At the moment I'm starting the degree, I too gave up when my eldest was born (I had done about 6 months of a nursing degree) and I always regretted it too.
Hes in work tomorrow and if they can't offer him more help with the education fees we can't move out there anyway!
I have suggested to him, he goes on his own but he only gets 7 weeks holiday a year and doesn't want to not see the kids!!
It's very stressful and thinking about it is making me ill!!
Argh
Haha won't know anymore until he gets there anyway now!!


----------



## danielle77

So hes over in Abu Dhabi and going into work tomorrow and is going to ask for more for school fees?

What will you do if they say no-stay here and him there?


----------



## vikkidavies

Yes I think so, he has to train for six months, so we won't see him unless I go out there with the kids.
But in the remaining six months he gets 7 weeks holiday so even if I stay here and do the degree there is a way around it if he's still there 3 years down the line I can join him then!!


----------



## vikkidavies

Danielle can I ask how do you cope with doing a full time course and looking after the children I have two and this is my biggest worry!
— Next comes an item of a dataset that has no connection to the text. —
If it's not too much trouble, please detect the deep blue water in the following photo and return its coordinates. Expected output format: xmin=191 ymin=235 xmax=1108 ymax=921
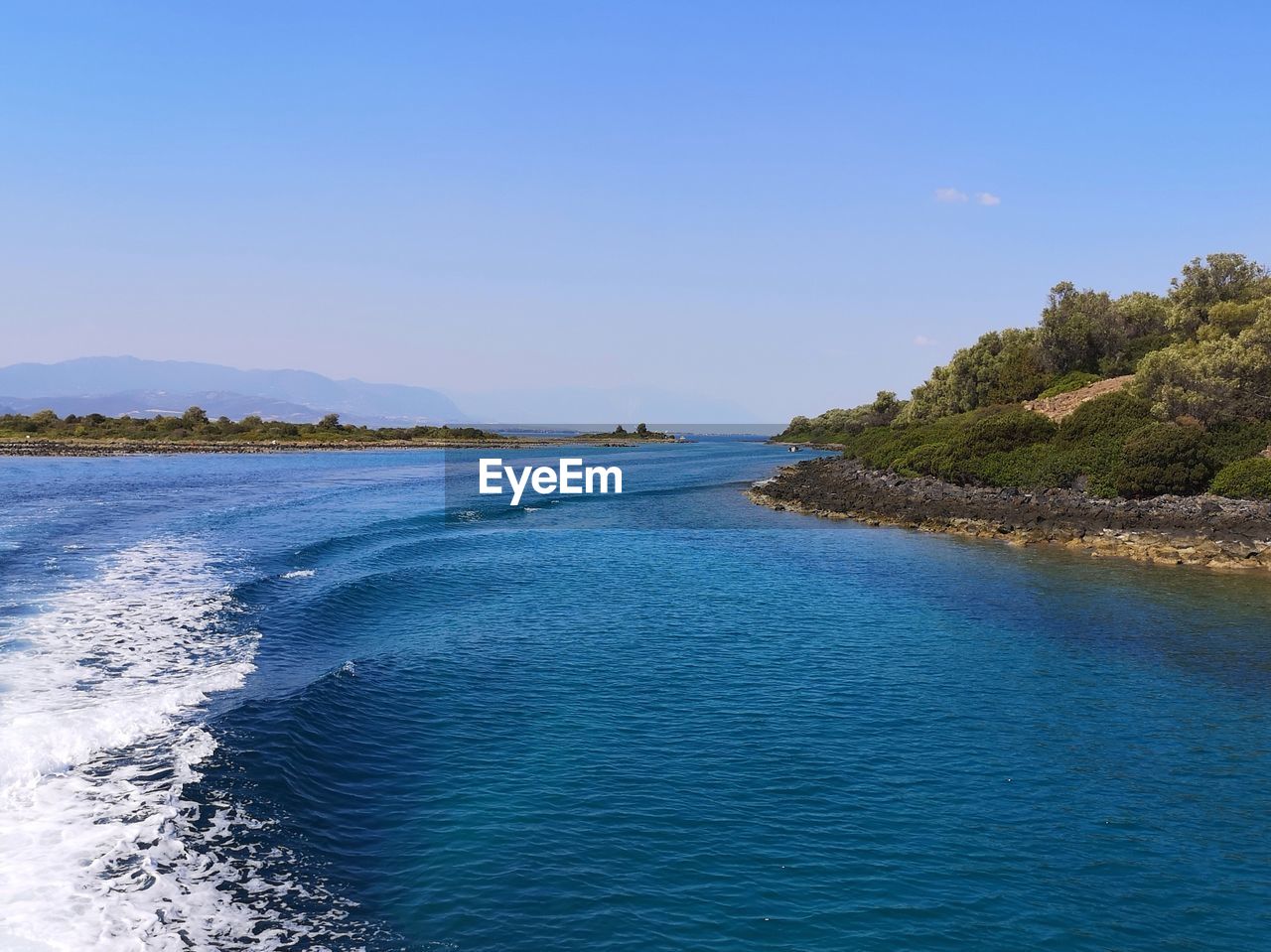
xmin=0 ymin=440 xmax=1271 ymax=952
I presume OT is similar uni and placement hours to nursing? 
I have a father in law nearby who's willing to help but that's it really!!!


----------



## danielle77

vikkidavies said:


> Danielle can I ask how do you cope with doing a full time course and looking after the children I have two and this is my biggest worry! I presume OT is similar uni and placement hours to nursing?
> I have a father in law nearby who's willing to help but that's it really!!!


I just do 
My husband (we got maried 15 days after he got the job in Abu Dhabi) was in the Raf when we first met, I owned my own home and when I got pregnant with our first decided to stay in my house as my parents were nearby-so I'm kind of used to it. I wanted to have my parents nearby when he went away so I always stayed here. 

When I first started at uni I was part time and worked full time and managed with a childminder, now I'm only at uni one day a week (supposed to be doing my dissertation the rest of the time). I have my last placement this summer-10 weeks, but OT's tend to do nicer hours than nurses-no lates or nights or earliers, generally 8-4pm or 9-5pm, which makes it easier. I have had times after my childminder stopped working were I relied on friends to pick up and drop off etc, I felt bad asking all the time.

Don't worry you will manage sometimes-even when you think you can't. And then you just count down till when you see each other again-37 days to go till we go back


----------